Queste lettere innanzitutto sono soltanto di Edmondo De Amicis, mandate a Lidia per specifiche informazioni riguardanti la possibilità che la «signorina» (a volte «signora») Poet potesse procurargli, abitando ella a Pinerolo e diretta conoscente delle zone circostanti, le case che periodicamente gli occorrevano, nelle stagioni estive, per trascorrere le sue vacanze con la propria famiglia nelle valli pinerolesi; e comunque vicino a Pinerolo, la città da lui amata per la riconoscenza ricevuta (venne proclamato cittadino pinerolese onorario) dopo il grande successo nazionale che ebbe il suo romanzo Alle Porte d’Italia, in cui egli narrava, in alcuni fitti capitoli, le vicende – di allora e storiche – di Pinerolo e dintorni.
Riporto, di queste missive, una parte significativa dell’aprile del 1892: «Vorremmo passare l’estate prossima a Pinerolo, o meglio nei dintorni, o anche su nella Valle del Chisone, purché fosse vicinissimo ad un villaggio alimentare, e quanto più possibile in alto. Se lei ci potesse indicare, senza darsi l’incomodo di cercarla, una villa o casa o spelonca qualsiasi, in cui ci potessimo rifugiare, ci farebbe un grande favore».
Non conosciamo tuttavia le risposte mandate dall’avvocata a De Amicis; ma nelle parole del romanziere si ricava che egli ebbe la condizione di risiedere in varie dimore del Pinerolese (e però non si sanno quali), e che la persona che gliele procurò fu senz’altro lei. E magari potremmo anche azzardare l’ipotesi (o meglio fantasticheria dedotta) che in mancanza di altri luoghi più comodi – come il romanziere richiedeva – la sua corrispondente possa avere messo a disposizione proprio il grande caseggiato di Traverse di Perrero, nella valle Germanasca, dove la sua famiglia abitava.

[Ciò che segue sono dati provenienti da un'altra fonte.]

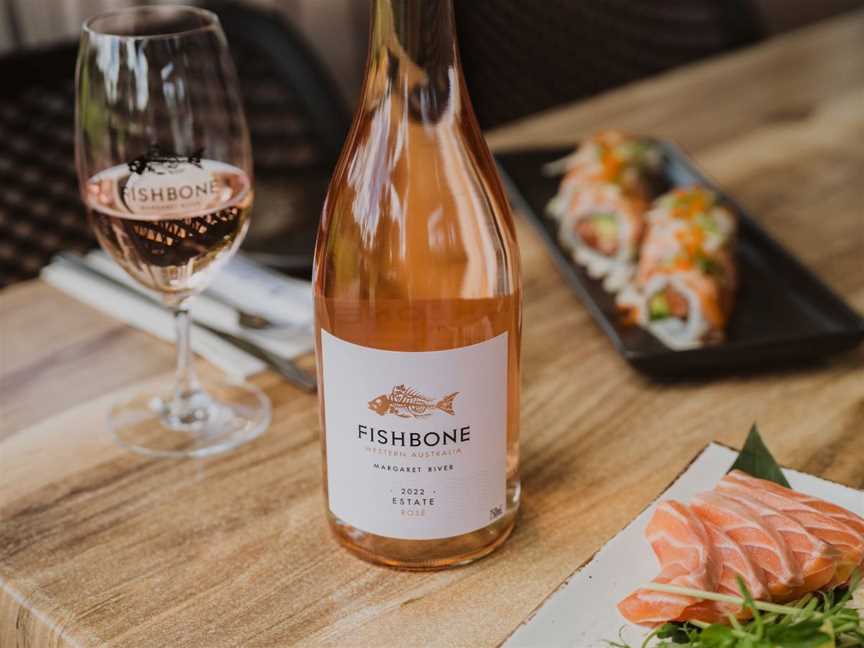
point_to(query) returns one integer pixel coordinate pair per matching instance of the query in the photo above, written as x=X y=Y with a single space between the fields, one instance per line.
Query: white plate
x=582 y=612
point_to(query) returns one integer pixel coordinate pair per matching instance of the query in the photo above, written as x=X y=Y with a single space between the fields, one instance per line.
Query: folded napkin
x=243 y=284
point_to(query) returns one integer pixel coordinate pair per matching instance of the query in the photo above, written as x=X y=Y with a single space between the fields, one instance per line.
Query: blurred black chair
x=296 y=117
x=522 y=57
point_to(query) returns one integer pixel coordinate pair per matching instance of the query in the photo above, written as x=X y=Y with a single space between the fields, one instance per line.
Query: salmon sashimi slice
x=844 y=538
x=760 y=541
x=687 y=558
x=815 y=559
x=735 y=563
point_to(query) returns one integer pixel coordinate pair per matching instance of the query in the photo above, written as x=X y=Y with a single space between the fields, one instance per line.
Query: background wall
x=336 y=28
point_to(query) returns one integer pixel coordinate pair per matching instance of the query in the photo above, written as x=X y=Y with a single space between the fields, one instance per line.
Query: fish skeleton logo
x=407 y=403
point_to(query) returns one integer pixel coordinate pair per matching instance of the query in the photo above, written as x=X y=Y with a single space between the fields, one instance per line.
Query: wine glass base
x=226 y=415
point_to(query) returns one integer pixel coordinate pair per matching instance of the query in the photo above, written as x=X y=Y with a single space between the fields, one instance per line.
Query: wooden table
x=102 y=547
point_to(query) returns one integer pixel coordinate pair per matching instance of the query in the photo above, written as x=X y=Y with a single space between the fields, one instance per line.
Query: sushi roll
x=607 y=157
x=684 y=288
x=602 y=227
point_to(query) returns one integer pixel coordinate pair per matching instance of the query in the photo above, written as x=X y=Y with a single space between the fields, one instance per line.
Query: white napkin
x=285 y=301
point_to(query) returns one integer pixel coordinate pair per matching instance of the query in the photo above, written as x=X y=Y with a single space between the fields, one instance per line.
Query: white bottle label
x=416 y=441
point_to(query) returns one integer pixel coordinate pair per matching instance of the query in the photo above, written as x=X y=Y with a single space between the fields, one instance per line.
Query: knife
x=285 y=367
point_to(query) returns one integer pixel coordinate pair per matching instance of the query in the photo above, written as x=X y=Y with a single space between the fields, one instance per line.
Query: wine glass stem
x=189 y=403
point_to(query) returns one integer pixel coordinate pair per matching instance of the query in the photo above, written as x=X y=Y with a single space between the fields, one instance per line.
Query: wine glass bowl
x=165 y=171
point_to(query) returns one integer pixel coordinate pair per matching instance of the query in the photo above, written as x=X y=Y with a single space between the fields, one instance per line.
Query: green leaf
x=756 y=460
x=805 y=634
x=717 y=636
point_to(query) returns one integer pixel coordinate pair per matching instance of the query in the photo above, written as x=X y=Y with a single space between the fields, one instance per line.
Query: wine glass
x=165 y=171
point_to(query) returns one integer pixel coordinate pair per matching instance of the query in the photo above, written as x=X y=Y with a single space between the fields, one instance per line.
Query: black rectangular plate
x=783 y=313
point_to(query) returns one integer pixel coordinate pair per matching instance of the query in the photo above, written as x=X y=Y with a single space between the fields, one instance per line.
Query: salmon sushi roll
x=609 y=156
x=603 y=228
x=684 y=288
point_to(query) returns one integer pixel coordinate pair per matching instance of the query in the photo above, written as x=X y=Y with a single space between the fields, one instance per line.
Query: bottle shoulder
x=418 y=206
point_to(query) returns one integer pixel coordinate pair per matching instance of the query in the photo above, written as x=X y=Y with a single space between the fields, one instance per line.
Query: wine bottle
x=418 y=312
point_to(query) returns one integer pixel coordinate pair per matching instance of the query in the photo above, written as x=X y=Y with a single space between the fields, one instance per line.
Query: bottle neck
x=413 y=53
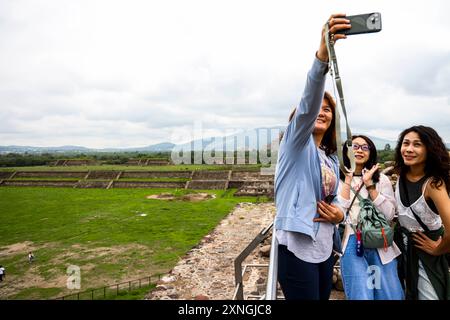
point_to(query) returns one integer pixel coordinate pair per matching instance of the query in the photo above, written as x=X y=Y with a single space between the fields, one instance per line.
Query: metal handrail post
x=242 y=256
x=271 y=287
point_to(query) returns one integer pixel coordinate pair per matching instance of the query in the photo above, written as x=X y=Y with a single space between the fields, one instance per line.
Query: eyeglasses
x=364 y=147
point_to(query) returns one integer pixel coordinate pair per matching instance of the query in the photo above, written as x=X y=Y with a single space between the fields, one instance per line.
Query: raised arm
x=302 y=124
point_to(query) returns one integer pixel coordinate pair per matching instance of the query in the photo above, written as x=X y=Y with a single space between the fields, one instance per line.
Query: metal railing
x=112 y=290
x=238 y=271
x=271 y=287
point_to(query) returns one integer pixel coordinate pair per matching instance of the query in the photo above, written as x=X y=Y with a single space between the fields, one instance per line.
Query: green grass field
x=113 y=235
x=135 y=168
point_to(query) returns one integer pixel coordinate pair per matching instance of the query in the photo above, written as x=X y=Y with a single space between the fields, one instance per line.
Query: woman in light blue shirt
x=306 y=183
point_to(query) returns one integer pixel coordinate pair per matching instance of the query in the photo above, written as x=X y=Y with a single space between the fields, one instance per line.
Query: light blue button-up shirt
x=298 y=178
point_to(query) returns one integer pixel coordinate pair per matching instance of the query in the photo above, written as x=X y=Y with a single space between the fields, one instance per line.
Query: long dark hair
x=370 y=162
x=437 y=163
x=328 y=143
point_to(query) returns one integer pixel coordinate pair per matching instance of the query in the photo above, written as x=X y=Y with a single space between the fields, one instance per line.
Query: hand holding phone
x=363 y=23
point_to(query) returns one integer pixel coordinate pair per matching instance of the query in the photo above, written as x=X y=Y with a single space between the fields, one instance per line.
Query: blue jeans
x=301 y=280
x=366 y=278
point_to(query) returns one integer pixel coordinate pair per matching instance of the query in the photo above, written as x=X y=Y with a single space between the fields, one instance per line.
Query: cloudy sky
x=113 y=73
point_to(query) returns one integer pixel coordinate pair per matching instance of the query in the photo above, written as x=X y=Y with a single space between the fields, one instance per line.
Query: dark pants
x=302 y=280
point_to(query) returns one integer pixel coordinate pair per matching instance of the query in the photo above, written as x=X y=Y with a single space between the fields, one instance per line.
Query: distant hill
x=244 y=140
x=160 y=147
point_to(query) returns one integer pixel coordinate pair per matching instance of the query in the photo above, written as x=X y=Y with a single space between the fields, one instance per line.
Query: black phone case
x=363 y=23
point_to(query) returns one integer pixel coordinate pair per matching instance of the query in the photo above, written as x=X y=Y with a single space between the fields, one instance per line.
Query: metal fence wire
x=113 y=290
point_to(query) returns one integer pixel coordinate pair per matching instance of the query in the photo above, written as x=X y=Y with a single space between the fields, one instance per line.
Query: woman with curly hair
x=422 y=194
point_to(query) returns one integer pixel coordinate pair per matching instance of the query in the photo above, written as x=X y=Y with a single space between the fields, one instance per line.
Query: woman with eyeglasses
x=422 y=194
x=367 y=274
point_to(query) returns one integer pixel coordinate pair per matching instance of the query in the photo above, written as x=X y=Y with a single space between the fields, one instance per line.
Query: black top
x=414 y=193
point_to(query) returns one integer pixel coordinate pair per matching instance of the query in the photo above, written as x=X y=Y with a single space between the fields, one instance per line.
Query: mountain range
x=244 y=140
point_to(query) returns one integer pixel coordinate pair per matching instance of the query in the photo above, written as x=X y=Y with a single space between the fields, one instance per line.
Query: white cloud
x=114 y=73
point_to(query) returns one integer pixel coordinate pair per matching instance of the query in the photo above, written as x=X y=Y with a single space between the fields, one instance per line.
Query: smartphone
x=363 y=23
x=329 y=199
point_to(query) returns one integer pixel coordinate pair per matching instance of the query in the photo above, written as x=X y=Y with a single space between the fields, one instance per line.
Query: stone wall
x=149 y=184
x=250 y=175
x=5 y=174
x=39 y=183
x=156 y=174
x=210 y=175
x=103 y=174
x=50 y=174
x=207 y=184
x=86 y=184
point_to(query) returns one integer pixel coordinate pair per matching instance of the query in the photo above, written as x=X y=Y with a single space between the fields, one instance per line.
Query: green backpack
x=375 y=230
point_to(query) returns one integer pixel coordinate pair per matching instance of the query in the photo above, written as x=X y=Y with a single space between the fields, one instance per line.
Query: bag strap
x=356 y=195
x=333 y=66
x=423 y=225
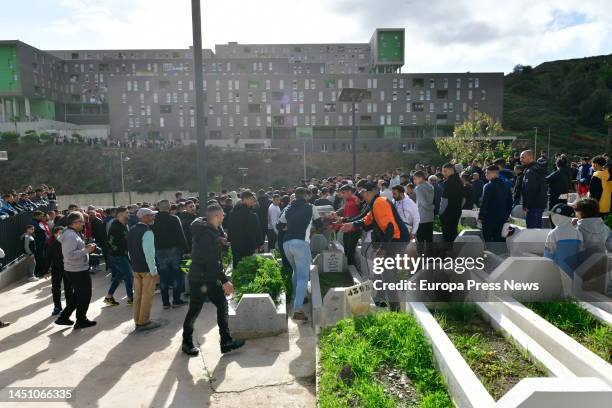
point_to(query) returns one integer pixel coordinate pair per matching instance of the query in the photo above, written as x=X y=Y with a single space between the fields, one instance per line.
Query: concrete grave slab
x=256 y=315
x=527 y=242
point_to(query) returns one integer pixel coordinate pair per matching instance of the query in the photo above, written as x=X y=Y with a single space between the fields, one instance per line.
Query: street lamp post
x=124 y=159
x=243 y=171
x=199 y=102
x=354 y=95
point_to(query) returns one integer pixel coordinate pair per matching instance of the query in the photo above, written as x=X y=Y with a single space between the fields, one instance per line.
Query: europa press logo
x=413 y=264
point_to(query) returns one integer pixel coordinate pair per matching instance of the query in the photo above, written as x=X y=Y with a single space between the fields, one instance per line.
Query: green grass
x=256 y=274
x=579 y=324
x=498 y=364
x=361 y=346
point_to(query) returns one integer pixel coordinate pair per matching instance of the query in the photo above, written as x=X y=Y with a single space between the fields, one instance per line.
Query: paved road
x=109 y=366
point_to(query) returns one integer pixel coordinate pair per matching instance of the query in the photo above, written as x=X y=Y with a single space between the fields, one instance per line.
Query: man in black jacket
x=170 y=245
x=207 y=280
x=263 y=202
x=453 y=195
x=189 y=216
x=534 y=190
x=559 y=185
x=245 y=233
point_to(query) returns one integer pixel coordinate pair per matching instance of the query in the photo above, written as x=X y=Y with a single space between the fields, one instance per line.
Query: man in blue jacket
x=496 y=206
x=534 y=192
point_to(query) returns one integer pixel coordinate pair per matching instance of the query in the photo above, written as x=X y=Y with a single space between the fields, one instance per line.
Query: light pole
x=199 y=102
x=124 y=159
x=353 y=95
x=548 y=147
x=243 y=171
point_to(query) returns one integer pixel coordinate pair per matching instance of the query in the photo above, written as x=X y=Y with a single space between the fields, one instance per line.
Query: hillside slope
x=569 y=96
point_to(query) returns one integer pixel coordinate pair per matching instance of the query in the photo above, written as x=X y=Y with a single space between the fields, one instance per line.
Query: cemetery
x=498 y=351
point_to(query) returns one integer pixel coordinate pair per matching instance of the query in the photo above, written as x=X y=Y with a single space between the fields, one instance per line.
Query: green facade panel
x=393 y=132
x=9 y=69
x=303 y=133
x=44 y=109
x=390 y=46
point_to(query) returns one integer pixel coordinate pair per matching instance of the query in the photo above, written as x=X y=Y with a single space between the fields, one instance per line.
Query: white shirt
x=409 y=213
x=273 y=216
x=387 y=194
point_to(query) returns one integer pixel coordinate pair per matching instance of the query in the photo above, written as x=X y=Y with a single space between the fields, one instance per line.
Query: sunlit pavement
x=109 y=366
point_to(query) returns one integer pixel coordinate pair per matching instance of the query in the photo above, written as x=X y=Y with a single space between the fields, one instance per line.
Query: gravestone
x=330 y=261
x=335 y=307
x=256 y=315
x=527 y=242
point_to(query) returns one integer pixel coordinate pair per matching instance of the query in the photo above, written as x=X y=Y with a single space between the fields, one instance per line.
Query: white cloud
x=441 y=35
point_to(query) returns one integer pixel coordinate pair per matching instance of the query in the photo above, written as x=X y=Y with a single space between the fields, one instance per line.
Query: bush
x=9 y=137
x=30 y=137
x=256 y=274
x=359 y=347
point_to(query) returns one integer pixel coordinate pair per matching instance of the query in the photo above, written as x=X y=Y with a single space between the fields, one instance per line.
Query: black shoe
x=64 y=321
x=190 y=349
x=111 y=301
x=82 y=324
x=231 y=345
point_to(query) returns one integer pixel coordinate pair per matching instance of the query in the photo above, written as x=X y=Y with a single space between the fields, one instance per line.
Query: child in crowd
x=564 y=242
x=597 y=237
x=29 y=247
x=55 y=261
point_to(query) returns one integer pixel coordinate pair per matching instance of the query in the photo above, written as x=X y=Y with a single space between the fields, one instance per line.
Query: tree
x=473 y=140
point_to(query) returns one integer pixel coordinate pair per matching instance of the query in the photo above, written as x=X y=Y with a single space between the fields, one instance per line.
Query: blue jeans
x=298 y=254
x=170 y=274
x=533 y=218
x=121 y=271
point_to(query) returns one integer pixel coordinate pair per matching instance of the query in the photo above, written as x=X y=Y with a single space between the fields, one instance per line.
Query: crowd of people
x=30 y=199
x=143 y=244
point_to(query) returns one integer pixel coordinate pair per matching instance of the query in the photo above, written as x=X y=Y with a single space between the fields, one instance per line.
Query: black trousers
x=57 y=277
x=81 y=284
x=206 y=292
x=349 y=241
x=39 y=257
x=449 y=222
x=425 y=237
x=271 y=239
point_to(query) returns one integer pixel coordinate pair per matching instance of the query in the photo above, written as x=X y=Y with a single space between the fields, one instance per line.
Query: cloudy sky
x=441 y=35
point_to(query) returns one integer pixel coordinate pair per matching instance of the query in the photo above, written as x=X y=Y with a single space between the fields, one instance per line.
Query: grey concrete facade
x=268 y=95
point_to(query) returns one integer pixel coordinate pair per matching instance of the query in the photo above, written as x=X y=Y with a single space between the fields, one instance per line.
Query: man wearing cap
x=496 y=206
x=141 y=248
x=389 y=234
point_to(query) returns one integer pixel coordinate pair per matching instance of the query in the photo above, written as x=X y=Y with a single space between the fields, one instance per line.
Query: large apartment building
x=256 y=95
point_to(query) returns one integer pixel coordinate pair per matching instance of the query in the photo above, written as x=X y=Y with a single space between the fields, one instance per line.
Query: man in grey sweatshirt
x=76 y=266
x=425 y=202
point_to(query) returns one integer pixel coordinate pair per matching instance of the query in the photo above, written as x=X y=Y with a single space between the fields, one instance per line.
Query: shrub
x=355 y=349
x=10 y=137
x=30 y=136
x=256 y=274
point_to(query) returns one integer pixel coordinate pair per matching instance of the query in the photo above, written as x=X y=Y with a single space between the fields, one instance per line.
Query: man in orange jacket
x=389 y=234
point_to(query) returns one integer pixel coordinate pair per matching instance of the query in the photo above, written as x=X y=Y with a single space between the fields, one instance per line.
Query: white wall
x=106 y=199
x=61 y=128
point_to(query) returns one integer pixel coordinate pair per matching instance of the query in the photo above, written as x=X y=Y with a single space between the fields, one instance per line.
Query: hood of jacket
x=536 y=168
x=594 y=225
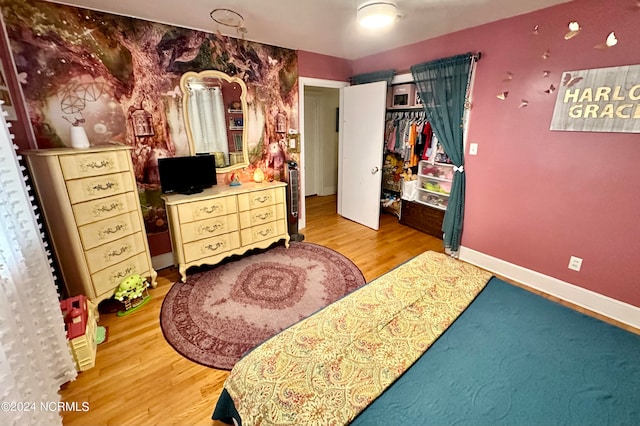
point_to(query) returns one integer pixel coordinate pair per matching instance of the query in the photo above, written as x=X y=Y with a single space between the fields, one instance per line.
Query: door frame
x=302 y=83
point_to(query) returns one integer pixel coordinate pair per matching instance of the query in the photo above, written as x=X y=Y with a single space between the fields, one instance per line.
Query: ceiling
x=323 y=26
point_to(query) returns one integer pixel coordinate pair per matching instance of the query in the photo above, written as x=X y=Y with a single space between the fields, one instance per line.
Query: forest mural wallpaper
x=98 y=70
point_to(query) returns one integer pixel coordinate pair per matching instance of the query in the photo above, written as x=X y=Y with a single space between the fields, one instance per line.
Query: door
x=361 y=148
x=311 y=143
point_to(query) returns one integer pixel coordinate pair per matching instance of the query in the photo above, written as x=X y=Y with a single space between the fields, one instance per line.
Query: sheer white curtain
x=34 y=357
x=208 y=121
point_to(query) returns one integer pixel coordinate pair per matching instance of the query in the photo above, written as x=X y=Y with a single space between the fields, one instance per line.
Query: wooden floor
x=140 y=380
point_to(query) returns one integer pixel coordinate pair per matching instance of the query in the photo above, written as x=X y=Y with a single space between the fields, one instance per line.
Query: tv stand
x=225 y=220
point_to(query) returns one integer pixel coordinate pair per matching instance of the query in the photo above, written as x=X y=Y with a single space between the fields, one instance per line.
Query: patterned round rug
x=221 y=313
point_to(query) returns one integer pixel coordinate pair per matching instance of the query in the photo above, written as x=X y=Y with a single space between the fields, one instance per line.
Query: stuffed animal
x=276 y=155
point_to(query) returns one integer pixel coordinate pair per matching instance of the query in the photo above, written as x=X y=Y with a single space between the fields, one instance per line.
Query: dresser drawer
x=98 y=233
x=262 y=232
x=261 y=216
x=97 y=187
x=257 y=199
x=108 y=279
x=194 y=231
x=214 y=207
x=110 y=254
x=94 y=164
x=104 y=208
x=211 y=246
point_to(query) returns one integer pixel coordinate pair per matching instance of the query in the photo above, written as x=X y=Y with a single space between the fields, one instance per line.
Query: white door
x=311 y=143
x=362 y=110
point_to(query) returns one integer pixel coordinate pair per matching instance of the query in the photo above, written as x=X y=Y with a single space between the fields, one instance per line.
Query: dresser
x=422 y=217
x=225 y=220
x=92 y=211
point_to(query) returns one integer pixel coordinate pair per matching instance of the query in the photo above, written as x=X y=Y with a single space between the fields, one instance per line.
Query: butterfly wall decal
x=570 y=81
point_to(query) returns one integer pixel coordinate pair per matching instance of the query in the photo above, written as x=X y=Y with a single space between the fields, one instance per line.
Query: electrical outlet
x=575 y=263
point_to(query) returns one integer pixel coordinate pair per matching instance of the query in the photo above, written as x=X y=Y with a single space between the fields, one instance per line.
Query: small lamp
x=258 y=175
x=377 y=14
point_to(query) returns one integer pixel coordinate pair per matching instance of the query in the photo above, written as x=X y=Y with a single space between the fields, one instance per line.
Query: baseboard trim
x=611 y=308
x=162 y=261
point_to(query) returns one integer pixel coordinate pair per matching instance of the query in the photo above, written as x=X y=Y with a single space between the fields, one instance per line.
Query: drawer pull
x=263 y=216
x=119 y=276
x=98 y=165
x=99 y=187
x=209 y=210
x=113 y=230
x=115 y=253
x=213 y=247
x=209 y=228
x=263 y=199
x=265 y=232
x=109 y=208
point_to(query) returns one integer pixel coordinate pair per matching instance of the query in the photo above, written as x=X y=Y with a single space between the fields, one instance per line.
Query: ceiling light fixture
x=377 y=14
x=229 y=18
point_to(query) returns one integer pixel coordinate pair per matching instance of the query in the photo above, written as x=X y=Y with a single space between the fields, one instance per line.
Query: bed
x=438 y=341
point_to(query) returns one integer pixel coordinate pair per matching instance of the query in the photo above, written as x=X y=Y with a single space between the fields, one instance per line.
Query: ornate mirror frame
x=212 y=75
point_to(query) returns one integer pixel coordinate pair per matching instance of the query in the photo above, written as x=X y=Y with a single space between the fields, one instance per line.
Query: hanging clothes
x=403 y=135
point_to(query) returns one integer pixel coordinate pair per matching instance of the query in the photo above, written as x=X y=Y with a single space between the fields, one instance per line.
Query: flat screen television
x=187 y=175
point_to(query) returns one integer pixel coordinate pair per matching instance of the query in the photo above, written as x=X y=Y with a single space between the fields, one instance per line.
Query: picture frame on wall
x=5 y=96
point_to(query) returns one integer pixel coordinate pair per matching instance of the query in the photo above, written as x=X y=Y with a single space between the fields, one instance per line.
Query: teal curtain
x=443 y=85
x=371 y=77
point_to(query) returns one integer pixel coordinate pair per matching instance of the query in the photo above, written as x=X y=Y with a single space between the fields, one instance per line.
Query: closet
x=417 y=174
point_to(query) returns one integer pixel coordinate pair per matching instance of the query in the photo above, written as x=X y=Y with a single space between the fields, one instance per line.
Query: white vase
x=79 y=137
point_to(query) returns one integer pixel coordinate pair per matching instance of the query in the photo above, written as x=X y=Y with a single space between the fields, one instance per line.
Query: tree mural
x=111 y=72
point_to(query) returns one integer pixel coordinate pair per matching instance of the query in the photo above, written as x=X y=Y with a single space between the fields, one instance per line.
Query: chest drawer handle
x=99 y=187
x=107 y=208
x=119 y=276
x=115 y=253
x=209 y=228
x=114 y=230
x=263 y=216
x=213 y=247
x=209 y=210
x=98 y=165
x=263 y=199
x=265 y=232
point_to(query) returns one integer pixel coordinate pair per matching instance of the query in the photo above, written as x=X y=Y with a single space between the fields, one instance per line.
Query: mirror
x=215 y=110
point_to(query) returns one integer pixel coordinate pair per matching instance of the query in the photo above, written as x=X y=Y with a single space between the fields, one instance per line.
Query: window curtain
x=208 y=125
x=443 y=85
x=372 y=77
x=34 y=357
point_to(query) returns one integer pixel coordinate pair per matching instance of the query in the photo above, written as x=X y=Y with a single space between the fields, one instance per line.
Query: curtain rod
x=476 y=57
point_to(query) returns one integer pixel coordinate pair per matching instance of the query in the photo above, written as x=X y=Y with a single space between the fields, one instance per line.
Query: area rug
x=219 y=314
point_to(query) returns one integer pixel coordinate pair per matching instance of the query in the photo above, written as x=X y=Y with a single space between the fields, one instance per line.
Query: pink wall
x=536 y=197
x=315 y=65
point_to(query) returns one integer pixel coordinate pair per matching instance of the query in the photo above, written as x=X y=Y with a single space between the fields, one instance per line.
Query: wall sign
x=599 y=100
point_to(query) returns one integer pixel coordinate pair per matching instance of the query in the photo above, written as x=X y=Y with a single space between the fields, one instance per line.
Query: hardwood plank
x=140 y=380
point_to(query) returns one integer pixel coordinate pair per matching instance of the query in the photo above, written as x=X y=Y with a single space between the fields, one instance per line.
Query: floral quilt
x=327 y=368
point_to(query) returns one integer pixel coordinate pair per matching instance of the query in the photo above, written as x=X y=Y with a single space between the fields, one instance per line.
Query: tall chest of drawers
x=92 y=211
x=225 y=220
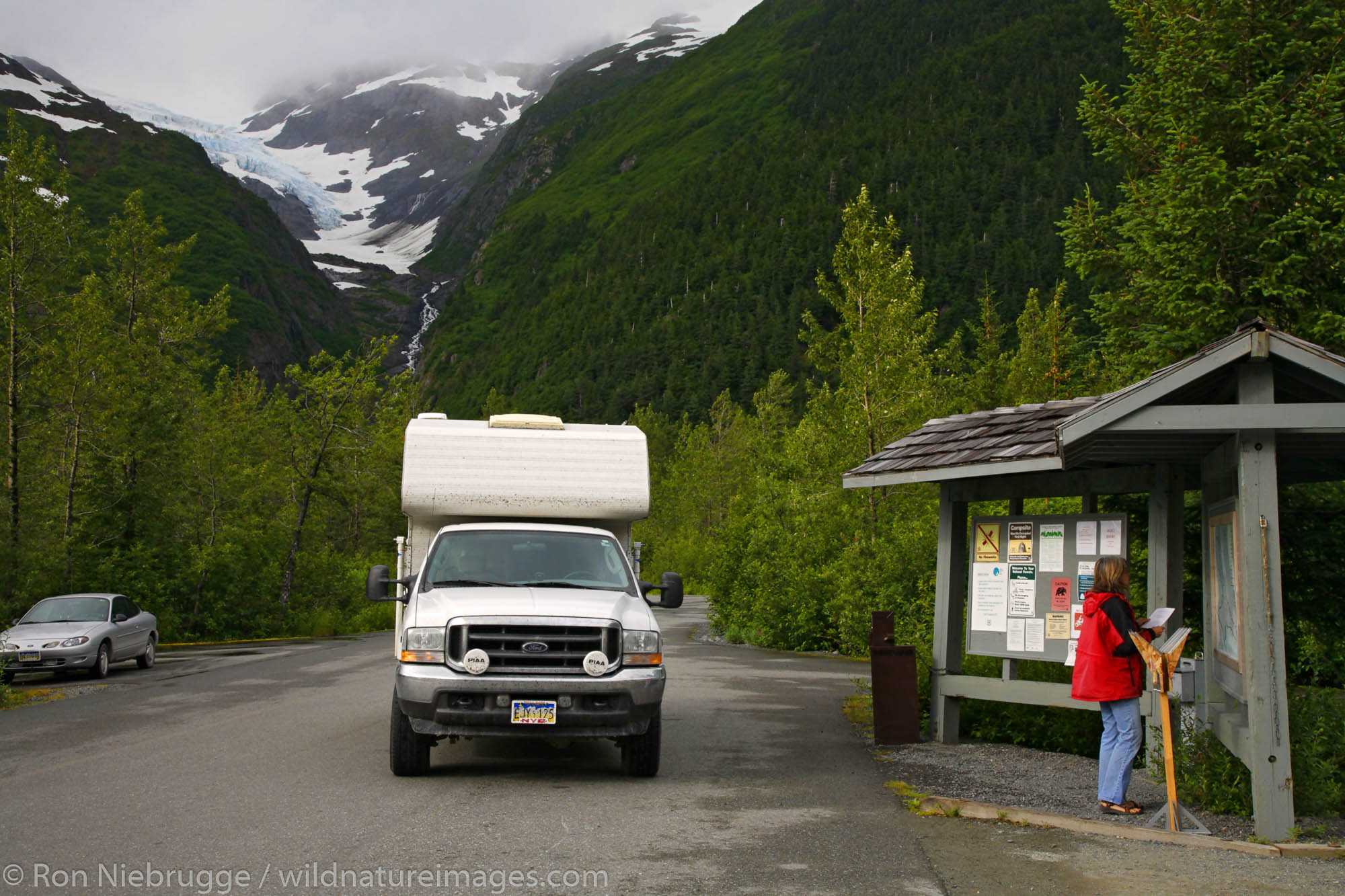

A proposito però delle case di residenza di De Amicis nel Pinerolese, rimaste finora sconosciute, è comunque noto che egli abitò, nel periodo di stesura – tra 1882 e 1883-84 – di Alle Porte d’Italia, nella città di Pinerolo, e in quella che era originariamente la Villa D’Aquilant, ai tempi deamicisiani di proprietà della famiglia Accusani, e dopo (e ancora adesso) divenuta dei Maffe e quindi dei Rolfoi: in quel grande edificio ottocentesco di carattere neogotico tuttora esistente e denominato “La Graziosa”, costruito sul sito Antico del medioevale Castello degli Acaja divenuto Cittadella francese nel Seicento, poi completamente demolito dall’esercito piemontese dopo la sconfitta del Re Sole dal 1696. Dal cui terrazzo e giardino, sospeso sulle mura rimanenti del Bastione Malicy, a strapiombo sulla pianura sottostante, si poteva vedere il meraviglioso panorama dal romanziere descritto nel proprio libro con intenso entusiasmo: «Un paesaggio vasto, vario, fresco, che sale, trasformandosi gradatamente, dal sorriso verde dei campi e dei giardini, alla maestà bianca e celeste delle più alte montagne d’Italia»; di cui peraltro ha dichiarato anche come «Fu quella bellezza che mi fece scrivere».
Infine, a proposto della complessa figura di Lidia Poet, e delle sue scarse raffigurazioni fisiche, variamente pubblicate sui siti telematici e altrove, devo in ultimo segnalare che l’immagine spesso riportata quale autentica da parecchi autori e testate letterarie, e ultimamente perpetuata in un disguido da correggere, rappresenta invece la coeva poetessa estone Lydia Emilie Florentine Jannsen, autosoprannominatasi Koidula (ovvero Alba), deceduta nel 1886. Un errore da segnalare, per una più autentica riconoscibilità fisica del personaggio piemontese.